What to work on
We are always looking for contributors. If you are interested in contributing but are not sure to what work on, take a look at the open Github Issues that are unassigned. Those with the help wanted
label are especially good candidates. If you are working on a larger task and unsure how to approach it, just leave a comment to get feedback on design decisions. We are also always looking for the following:
- Fix issues with the documentation (typos, outdated docs, ...)
- Improve code quality through refactoring, more tests, better docstrings, etc.
- Implement standard benchmark model found in the literature
- Running benchmarks on standard datasets
Development Setup
We recommend using Python 3. If you're on a Mac the easiest way to do this is probably using Homebrew. Then,
# Clone this repository.
git clone https://github.com/google/seq2seq.git
cd seq2seq
# Create a new virtual environment and activate it.
python3 -m venv ~/tf-venv
source ~/tf-venv/bin/activate
# Install package dependencies and utilities.
pip install -e .
pip install nose pylint tox yapf mkdocs
# Make sure the tests are passing.
nosetests
# Code :)
# Make sure the tests are passing
nosetests
# Before submitting a pull request,
# run the full test suite for Python 3 and Python 2.7
tox
Python Style
We use pylint to enforce coding style. Before submitting a pull request, make sure you run:
pylint seq2seq
CircleCI integration tests will fail if pylint reports any critica errors, preventing use from merging your changes. If you are unsure about code formatting, you can use yapf for automated code formatting:
yapf -ir ./seq2seq/some/file/you/changed
Recommended Tensorflow Style
GraphModule
All classes that modify the Graph should inherit from seq2seq.graph_module.GraphModule
, which is a wrapper around TensorFlow's tf.make_template
function that enables easy variable sharing, allowing you to do something like this:
encode_fn = SomeEncoderModule(...)
# New variables are created in this call.
output1 = encode_fn(input1)
# No new variables are created here.
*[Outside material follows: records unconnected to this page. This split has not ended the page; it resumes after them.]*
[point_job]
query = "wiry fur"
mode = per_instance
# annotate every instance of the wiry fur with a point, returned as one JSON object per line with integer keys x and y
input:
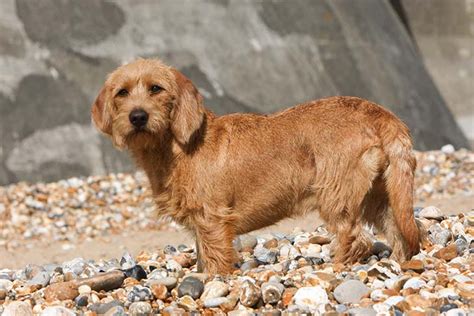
{"x": 344, "y": 157}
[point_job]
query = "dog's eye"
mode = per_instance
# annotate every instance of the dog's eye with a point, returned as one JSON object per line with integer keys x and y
{"x": 155, "y": 88}
{"x": 122, "y": 93}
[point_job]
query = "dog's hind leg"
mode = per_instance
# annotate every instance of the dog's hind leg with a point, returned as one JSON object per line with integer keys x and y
{"x": 353, "y": 242}
{"x": 216, "y": 253}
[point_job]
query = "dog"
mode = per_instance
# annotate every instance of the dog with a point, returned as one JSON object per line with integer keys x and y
{"x": 346, "y": 158}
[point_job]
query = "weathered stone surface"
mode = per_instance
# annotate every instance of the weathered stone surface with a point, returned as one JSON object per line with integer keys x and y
{"x": 17, "y": 309}
{"x": 104, "y": 281}
{"x": 350, "y": 291}
{"x": 58, "y": 68}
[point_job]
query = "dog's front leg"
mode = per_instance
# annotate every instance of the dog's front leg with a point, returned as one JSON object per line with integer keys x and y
{"x": 214, "y": 248}
{"x": 200, "y": 264}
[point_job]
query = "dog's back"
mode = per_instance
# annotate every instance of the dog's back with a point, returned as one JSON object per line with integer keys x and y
{"x": 347, "y": 158}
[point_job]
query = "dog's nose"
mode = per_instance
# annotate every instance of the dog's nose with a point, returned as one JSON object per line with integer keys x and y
{"x": 138, "y": 118}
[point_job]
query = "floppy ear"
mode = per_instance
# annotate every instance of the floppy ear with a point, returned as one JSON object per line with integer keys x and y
{"x": 187, "y": 114}
{"x": 100, "y": 116}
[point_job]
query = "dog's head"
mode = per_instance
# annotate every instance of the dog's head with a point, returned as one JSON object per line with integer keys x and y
{"x": 143, "y": 102}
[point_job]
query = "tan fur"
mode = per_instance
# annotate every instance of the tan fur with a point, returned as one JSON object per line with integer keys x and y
{"x": 344, "y": 157}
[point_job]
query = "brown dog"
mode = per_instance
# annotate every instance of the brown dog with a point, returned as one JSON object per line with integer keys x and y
{"x": 219, "y": 176}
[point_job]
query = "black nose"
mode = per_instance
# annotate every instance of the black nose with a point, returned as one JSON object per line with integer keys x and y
{"x": 138, "y": 118}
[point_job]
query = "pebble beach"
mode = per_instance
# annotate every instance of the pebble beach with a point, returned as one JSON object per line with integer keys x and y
{"x": 278, "y": 274}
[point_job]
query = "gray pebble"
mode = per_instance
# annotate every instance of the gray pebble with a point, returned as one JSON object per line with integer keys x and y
{"x": 116, "y": 311}
{"x": 140, "y": 309}
{"x": 42, "y": 278}
{"x": 81, "y": 300}
{"x": 215, "y": 302}
{"x": 350, "y": 291}
{"x": 249, "y": 265}
{"x": 139, "y": 293}
{"x": 362, "y": 311}
{"x": 127, "y": 261}
{"x": 191, "y": 286}
{"x": 102, "y": 308}
{"x": 265, "y": 255}
{"x": 169, "y": 282}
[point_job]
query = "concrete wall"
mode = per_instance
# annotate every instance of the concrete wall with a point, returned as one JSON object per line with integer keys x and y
{"x": 444, "y": 34}
{"x": 243, "y": 55}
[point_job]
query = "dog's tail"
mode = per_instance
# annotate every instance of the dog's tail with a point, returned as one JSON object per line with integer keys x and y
{"x": 399, "y": 180}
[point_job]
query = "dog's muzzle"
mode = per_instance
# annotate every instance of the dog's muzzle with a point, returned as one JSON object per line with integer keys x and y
{"x": 138, "y": 118}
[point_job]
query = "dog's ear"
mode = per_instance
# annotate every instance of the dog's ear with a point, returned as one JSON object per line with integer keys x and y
{"x": 99, "y": 112}
{"x": 187, "y": 114}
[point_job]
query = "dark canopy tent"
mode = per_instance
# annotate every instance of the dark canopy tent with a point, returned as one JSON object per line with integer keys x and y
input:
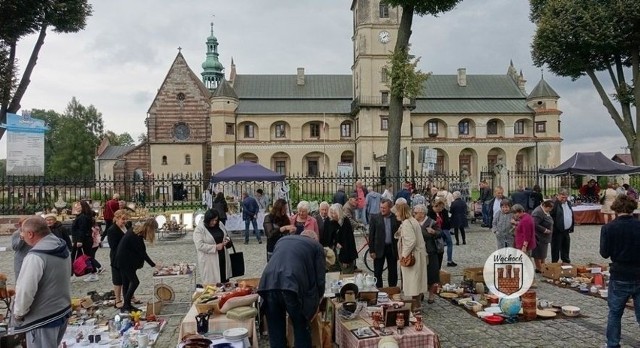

The variables from the above call are re-used.
# Note how this is different from normal TensorFlow where you would need to use variable scopes.
output2 = encode_fn(input2)
# Because this is a new instance a second set of variables is created.
encode_fn2 = SomeEncoderModule(...)
output3 = encode_fn2(input3)
Functions vs. Classes
- Operations that create new variables must be implemented as classes and must inherit from
GraphModule
. - Operations that do not create new variables can be implemented as standard python functions, or as classes that inherit from
GraphModule
if they have a lot of logic.